Parte exatamente disso o Focus "As fontes do pensamento do Papa Francisco e sua pedagogia implícita", publicado na edição n. 3/2022 da revista Studia patavina como primeiro resultado de uma pesquisa mais ampla realizada por um grupo de pedagogos e um teólogo do Instituto Universitário Salesiano de Veneza com o objetivo de investigar as fontes e perspectivas pedagógicas do pensamento do Papa Bergoglio.
“Jorge Mario Bergoglio não é um pedagogista - explica Andrea Pozzobon, docente do IUSVE e coordenadora do estudo - mas seu pensamento (antes e depois de 13 de março de 2013) questiona profundamente a educação tanto implicitamente, através de cada intervenção de caráter antropológico, espiritual, sociopolítico, pastoral… quanto explicitamente através do lançamento do Pacto Educacional Global quanto de outros discursos sobre educação”.
Para dar forma coerente aos efeitos educativos do pensamento do pontífice é necessário ir às fontes, entre as quais se destacam: a fonte europeia, atribuível ao pensamento de alguns jesuítas franceses, em particular Gaston Fessard, Henri de Lubac e Michel de Certeau, ligada à centralidade da figura de Romano Guardini; a espiritualidade inaciana; a filosofia sul-americana (Alberto Methol Ferré, Amelia Podetti) e em particular a teologia do povo (Lucio Gera, Rafael Tello, Juan Carlos Scannone).

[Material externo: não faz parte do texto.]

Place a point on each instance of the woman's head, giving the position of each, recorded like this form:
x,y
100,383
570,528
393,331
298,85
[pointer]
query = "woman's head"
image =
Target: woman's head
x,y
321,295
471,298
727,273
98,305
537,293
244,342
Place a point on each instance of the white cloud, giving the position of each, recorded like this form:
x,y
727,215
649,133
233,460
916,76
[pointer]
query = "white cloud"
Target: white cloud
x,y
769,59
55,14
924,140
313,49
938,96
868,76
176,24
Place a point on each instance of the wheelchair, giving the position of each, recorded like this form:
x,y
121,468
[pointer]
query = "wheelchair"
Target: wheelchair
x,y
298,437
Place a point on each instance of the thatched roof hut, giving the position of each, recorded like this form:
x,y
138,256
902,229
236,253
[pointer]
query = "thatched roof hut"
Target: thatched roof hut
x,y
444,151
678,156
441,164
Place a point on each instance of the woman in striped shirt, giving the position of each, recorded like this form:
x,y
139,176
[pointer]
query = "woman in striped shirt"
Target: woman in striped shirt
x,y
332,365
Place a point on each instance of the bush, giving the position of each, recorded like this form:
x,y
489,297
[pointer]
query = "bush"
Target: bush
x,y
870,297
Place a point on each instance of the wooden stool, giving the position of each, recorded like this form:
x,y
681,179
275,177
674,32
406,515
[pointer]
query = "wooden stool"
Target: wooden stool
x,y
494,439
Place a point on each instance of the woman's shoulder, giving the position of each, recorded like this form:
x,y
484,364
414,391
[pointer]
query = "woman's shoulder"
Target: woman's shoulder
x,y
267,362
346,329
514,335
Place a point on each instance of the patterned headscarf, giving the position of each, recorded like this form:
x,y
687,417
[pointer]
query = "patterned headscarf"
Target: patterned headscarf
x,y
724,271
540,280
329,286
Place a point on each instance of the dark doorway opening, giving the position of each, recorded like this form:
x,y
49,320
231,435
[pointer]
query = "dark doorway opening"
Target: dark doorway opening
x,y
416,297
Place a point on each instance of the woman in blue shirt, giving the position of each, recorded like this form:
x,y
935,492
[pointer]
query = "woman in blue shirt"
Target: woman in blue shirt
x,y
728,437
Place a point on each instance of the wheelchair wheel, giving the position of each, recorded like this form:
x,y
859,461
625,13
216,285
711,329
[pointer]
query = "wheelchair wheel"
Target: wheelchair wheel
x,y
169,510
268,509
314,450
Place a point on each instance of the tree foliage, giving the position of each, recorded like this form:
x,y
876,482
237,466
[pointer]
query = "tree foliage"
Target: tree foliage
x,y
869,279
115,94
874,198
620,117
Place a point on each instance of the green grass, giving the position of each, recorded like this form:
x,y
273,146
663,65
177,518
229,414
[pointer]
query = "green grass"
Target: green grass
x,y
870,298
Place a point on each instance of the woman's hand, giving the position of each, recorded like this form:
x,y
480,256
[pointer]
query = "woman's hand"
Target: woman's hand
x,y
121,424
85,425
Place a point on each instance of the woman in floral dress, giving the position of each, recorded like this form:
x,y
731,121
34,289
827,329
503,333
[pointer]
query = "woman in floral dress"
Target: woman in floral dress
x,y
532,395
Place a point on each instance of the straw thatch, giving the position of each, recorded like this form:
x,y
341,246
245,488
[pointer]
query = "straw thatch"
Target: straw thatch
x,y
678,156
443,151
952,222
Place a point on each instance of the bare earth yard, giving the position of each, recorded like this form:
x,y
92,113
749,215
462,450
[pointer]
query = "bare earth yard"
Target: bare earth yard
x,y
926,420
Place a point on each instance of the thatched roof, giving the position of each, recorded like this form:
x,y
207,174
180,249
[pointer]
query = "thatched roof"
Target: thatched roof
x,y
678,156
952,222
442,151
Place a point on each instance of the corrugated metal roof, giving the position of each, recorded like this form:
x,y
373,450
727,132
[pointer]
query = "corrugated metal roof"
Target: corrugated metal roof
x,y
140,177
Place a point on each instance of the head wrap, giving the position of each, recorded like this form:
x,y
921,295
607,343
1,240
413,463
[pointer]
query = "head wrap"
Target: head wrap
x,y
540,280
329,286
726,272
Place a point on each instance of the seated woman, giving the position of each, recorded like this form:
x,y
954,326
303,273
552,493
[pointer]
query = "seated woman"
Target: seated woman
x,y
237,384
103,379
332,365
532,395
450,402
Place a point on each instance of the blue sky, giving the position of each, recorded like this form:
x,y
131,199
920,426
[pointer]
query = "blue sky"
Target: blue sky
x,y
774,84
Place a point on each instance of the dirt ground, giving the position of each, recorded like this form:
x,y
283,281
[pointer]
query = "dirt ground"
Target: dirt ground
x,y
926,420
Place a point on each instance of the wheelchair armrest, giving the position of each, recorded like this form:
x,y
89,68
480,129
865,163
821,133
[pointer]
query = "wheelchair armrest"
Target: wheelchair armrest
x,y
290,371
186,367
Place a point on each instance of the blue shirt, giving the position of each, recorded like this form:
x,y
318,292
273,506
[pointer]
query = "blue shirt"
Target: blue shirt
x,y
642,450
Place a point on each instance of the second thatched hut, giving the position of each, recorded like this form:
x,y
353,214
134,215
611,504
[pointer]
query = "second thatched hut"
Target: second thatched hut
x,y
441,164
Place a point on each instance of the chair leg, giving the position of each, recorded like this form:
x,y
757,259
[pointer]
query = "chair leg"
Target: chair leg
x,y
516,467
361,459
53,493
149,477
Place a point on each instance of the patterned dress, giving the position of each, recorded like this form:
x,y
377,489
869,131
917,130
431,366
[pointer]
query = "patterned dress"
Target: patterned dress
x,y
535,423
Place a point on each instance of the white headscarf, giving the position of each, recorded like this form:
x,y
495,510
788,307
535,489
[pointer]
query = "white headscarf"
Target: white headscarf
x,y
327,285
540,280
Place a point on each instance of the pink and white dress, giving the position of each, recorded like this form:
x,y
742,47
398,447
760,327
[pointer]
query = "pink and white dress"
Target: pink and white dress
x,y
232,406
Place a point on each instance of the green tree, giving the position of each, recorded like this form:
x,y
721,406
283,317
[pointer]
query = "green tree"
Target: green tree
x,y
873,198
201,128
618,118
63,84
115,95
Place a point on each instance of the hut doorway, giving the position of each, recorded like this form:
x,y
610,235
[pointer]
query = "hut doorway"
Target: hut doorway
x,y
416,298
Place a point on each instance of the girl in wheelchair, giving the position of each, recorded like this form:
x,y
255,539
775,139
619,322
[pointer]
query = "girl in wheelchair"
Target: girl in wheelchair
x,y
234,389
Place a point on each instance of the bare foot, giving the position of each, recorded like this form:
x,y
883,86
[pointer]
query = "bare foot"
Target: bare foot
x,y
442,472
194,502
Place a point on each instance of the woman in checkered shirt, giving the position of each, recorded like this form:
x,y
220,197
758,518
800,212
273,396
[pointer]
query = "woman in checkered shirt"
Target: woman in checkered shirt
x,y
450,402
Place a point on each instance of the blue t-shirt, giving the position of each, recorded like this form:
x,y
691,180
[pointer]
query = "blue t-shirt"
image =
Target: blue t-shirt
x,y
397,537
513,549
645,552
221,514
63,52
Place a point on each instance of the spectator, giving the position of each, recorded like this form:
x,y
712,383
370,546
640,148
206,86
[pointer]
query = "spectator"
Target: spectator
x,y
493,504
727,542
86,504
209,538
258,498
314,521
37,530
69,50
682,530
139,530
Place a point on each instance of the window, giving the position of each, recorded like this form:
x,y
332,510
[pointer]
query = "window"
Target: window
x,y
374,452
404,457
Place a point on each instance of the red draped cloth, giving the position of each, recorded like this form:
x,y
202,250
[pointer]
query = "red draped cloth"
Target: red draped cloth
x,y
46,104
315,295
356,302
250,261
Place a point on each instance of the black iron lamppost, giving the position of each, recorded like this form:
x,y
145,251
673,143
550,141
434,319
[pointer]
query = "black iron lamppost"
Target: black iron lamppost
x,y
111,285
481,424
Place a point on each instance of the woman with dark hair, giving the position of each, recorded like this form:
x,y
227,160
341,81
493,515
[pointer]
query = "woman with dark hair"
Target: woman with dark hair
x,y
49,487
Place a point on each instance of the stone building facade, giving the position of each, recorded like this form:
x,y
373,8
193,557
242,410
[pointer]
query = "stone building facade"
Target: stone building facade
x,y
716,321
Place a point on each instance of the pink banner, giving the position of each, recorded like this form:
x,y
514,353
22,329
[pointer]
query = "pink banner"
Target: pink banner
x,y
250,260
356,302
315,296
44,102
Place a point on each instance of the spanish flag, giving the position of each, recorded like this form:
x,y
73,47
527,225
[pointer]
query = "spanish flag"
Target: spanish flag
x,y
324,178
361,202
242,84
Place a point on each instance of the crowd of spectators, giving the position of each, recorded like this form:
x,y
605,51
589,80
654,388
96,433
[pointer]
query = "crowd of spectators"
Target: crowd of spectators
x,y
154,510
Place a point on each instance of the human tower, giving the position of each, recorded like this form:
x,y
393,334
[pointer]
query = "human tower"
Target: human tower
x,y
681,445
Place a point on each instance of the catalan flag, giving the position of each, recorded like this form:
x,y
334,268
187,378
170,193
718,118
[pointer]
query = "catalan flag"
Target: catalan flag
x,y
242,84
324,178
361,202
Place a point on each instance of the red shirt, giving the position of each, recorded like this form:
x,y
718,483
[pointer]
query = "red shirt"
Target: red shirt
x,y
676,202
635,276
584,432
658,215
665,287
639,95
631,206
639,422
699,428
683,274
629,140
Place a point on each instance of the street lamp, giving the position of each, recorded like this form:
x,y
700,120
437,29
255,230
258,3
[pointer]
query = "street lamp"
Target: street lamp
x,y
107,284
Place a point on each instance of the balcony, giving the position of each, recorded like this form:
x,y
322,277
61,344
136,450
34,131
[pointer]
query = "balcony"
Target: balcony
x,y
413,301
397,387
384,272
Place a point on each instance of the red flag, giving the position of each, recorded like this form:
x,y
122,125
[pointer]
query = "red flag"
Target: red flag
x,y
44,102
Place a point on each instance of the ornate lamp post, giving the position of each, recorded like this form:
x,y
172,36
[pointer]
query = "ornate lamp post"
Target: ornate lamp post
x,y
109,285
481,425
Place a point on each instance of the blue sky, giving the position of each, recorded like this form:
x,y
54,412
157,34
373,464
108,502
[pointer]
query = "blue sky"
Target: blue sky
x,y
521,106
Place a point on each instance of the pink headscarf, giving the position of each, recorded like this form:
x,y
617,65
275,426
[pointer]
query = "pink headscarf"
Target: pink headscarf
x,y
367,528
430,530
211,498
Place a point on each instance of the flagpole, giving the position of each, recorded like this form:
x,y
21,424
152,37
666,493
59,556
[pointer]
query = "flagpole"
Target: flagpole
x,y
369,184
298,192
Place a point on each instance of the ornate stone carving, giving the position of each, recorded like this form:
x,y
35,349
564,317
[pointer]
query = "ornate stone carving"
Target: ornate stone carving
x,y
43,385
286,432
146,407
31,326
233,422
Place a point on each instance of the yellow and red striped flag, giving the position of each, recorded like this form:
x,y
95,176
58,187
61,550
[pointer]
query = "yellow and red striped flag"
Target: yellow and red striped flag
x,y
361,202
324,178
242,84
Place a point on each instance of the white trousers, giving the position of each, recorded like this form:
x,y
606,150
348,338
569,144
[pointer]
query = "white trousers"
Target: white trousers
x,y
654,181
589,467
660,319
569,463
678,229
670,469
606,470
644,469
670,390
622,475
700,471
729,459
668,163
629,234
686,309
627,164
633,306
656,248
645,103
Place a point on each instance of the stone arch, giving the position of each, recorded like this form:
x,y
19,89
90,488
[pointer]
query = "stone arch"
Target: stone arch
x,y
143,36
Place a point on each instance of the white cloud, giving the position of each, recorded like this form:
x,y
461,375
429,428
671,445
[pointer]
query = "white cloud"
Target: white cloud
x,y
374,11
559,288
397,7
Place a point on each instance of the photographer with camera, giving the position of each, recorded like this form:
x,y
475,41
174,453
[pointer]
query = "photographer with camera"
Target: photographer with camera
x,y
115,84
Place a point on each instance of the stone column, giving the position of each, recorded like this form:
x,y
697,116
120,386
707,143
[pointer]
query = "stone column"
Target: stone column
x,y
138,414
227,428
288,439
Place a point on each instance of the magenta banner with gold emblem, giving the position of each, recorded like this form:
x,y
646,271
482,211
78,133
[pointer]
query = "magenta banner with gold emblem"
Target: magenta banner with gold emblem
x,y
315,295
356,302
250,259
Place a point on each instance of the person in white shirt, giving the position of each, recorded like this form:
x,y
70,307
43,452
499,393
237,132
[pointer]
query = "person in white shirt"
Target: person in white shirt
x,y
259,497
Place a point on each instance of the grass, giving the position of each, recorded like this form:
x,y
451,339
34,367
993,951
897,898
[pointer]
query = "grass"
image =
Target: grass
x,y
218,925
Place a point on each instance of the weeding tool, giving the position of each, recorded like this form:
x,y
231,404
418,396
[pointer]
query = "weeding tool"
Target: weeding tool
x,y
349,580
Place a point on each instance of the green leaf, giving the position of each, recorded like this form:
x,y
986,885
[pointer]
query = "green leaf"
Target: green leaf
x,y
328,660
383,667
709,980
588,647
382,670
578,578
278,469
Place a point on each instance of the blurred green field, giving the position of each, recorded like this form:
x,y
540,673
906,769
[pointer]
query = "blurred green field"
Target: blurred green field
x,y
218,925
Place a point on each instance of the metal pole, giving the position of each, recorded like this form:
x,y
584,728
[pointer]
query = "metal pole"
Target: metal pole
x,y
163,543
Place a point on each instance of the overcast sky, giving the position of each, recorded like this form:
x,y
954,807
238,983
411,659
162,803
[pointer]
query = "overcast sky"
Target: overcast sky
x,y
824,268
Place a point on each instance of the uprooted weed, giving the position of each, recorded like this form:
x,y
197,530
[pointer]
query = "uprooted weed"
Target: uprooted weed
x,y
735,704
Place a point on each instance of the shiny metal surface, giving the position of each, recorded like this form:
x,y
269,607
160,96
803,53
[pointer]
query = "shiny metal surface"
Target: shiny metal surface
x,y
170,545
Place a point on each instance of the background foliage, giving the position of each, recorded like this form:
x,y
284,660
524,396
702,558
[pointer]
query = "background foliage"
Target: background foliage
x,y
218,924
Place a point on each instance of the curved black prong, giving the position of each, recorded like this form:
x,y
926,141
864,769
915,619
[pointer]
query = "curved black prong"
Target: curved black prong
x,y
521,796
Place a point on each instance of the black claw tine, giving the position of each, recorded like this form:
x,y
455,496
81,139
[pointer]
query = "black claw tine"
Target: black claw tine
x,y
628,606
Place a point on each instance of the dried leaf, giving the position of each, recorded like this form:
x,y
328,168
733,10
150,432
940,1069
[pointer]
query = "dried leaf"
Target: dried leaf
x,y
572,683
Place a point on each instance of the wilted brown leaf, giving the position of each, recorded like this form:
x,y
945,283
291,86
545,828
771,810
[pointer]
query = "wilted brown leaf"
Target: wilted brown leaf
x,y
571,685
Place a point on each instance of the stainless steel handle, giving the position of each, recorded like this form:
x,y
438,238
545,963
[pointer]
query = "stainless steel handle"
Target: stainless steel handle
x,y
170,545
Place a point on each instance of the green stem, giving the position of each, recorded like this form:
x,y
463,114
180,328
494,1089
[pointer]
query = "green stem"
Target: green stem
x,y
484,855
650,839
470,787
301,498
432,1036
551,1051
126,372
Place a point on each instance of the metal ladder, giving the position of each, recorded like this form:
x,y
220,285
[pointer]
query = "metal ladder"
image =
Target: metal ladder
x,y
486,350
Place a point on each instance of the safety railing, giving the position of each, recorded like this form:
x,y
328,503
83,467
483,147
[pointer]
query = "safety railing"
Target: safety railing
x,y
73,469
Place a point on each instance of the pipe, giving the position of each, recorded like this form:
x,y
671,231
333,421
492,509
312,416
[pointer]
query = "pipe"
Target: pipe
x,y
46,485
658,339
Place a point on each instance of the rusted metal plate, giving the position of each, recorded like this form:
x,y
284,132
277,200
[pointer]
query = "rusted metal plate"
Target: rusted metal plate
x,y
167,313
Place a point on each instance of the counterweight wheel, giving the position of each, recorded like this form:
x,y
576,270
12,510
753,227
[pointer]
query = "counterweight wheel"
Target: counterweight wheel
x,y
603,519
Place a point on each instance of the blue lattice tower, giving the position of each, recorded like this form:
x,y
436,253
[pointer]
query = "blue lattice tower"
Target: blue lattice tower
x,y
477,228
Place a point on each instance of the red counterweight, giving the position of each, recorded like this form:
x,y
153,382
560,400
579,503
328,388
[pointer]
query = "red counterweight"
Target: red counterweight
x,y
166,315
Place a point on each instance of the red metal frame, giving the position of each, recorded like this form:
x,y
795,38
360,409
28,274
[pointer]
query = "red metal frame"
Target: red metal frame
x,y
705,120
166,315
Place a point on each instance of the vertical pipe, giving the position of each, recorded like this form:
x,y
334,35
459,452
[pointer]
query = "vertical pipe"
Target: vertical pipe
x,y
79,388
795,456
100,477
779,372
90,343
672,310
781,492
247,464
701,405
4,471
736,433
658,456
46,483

A etapa seguinte é a exploração dos possíveis vínculos com o pensamento pedagógico (em particular com o de Paulo Freire e com os principais expoentes do personalismo dialógico: Martin Buber, Johann Heinrich Pestalozzi) e cultural em geral (Zygmunt Bauman e Edgar Morin).
Retomando o "tom" dado por Borghesi, Pozzobon acentua o fato de que o pensamento bergogliano é um pensamento inervado por uma dialética polar que caracteriza uma abordagem do concreto vivo como espaço a ser habitado e não a ser resolvido.
O encontro de Bergoglio com a oposição polar de Romano Guardini, nos anos 80 do século passado, dá maturidade e estabilidade a uma abordagem que, na realidade, o futuro pontífice encontra em todas as suas principais fontes.
“Os inúmeros pares polares espalhados nos discursos do Papa Francisco – explica Pozzobon – são um dos estímulos mais fecundos para a reflexão e prática educativa e pastoral. Listo apenas algumas: plenitude-limite, ideia-realidade, globalização-localização (ou universal-particular), graça-liberdade, novidade-continuidade, presença-ausência, parúsia-empenho no mundo, teoria-práxis, divino-humano, espírito-corpo, comunhão-instituição, inteligência-afeto, imanência-transcendência, contemplação-ação, doçura-força, primado-colegialidade, masculino-feminino, passado-presente, pastoral-teologia, homem-natureza”.
Em particular, a polaridade pessoa-comunidade aparece central no discurso educativo na articulação entre pessoa, família, grupo, comunidade, sociedade: “Essa polaridade expressa a raiz relacional e social da abordagem antropológica do Papa Francisco, enraizada em dois mistérios-chave da fé cristã, a Trindade e a Encarnação, e explica a sua insistência na cultura do diálogo e do encontro”.
Afinal, a própria ideia de educação “revoca uma tensão polar entre os termos educare e educere que, ao evidenciar as diferentes nuances do ato educativo, contribuem para evidenciar a sua riqueza. E fato, o verbo educare lembra a dimensão de guia do educador, enquanto o educere está mais centrada na centralidade do educando que, acolhido pelo educador, é facilitado para se apropriar da verdade”.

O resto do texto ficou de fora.